Automotive historians have long marveled at the genius of Reeves’s design. In a world where conventional wisdom dictated that automobiles should have four, or perhaps three, wheels, it was Reeves who broke the barrier with his idea for an eight-wheeled automobile.

“Somehow, Reeves just knew that eight was the magic number,” said Wallace Takenail, the noted automotive historian whose book, “Crazy Eights: Milton O. Reeves and the Reinvention of the Automobile,” is considered the definitive biography of the celebrated inventor. “It might be apocryphal, but the story goes that the idea occurred to him one day while he was putting on his roller skates. He just happened to count the wheels, and – bingo, the light bulb went off!” Takenail said. “He realized that, if you needed eight wheels to support a human being, you’d need at least that many to safely support an automobile, which is generally much heavier.”

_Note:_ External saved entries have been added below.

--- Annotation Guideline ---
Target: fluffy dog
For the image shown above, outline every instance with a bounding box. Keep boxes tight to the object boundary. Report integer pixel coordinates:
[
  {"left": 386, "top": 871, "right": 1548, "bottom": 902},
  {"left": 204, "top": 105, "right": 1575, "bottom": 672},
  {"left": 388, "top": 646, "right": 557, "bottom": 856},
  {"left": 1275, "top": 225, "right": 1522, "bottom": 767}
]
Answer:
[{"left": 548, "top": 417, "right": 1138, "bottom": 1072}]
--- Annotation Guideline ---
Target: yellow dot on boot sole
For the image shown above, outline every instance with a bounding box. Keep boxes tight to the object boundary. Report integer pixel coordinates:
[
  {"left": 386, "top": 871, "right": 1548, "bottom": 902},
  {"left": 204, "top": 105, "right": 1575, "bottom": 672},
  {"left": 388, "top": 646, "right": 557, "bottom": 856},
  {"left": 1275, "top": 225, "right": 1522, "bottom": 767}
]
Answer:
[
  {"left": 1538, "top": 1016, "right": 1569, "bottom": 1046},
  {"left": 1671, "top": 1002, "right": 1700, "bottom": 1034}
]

Reeves experimented with his eight-wheeled idea; One early prototype, with five wheels on one side and three on the other, was disappointing, while another, with seven wheels on one side, led to an accident during a test run at Indianapolis Motor Speedway that nearly took the inventor’s life. But when he arranged four wheels on each side, he realized he had found the magic formula. His invention immediately took hold and the Reeves Pulley Company prospered, leading it to become the multi-billion, multi-national auto producer it is today.

The highpoint of this year’s celebrations is expected to be the unveiling of a statue of Reeves at his Rush County, Indiana, birthplace, with what’s anticipated as the largest gathering ever of all the surviving 1911 Octo-Autos. That takes place August 24, which would have been Reeves’s 147th birthday. “We’ve got a 2011 Octo-Auto running as the pace car at this year’s Indianapolis 500, and we expect that some of the major concours will have some announcements to make pertaining to Reeves in the coming weeks,”  Bunty Reeves confided.

“We’re pleased to be helping to honor Milton O. Reeves and his accomplishments in this landmark year,” said Bruscoe Schrader, a spokesman for Goodyear Tire & Rubber Company. “I mean, after all, we owe him a debt of gratitude. We wouldn’t be what we are today without him.”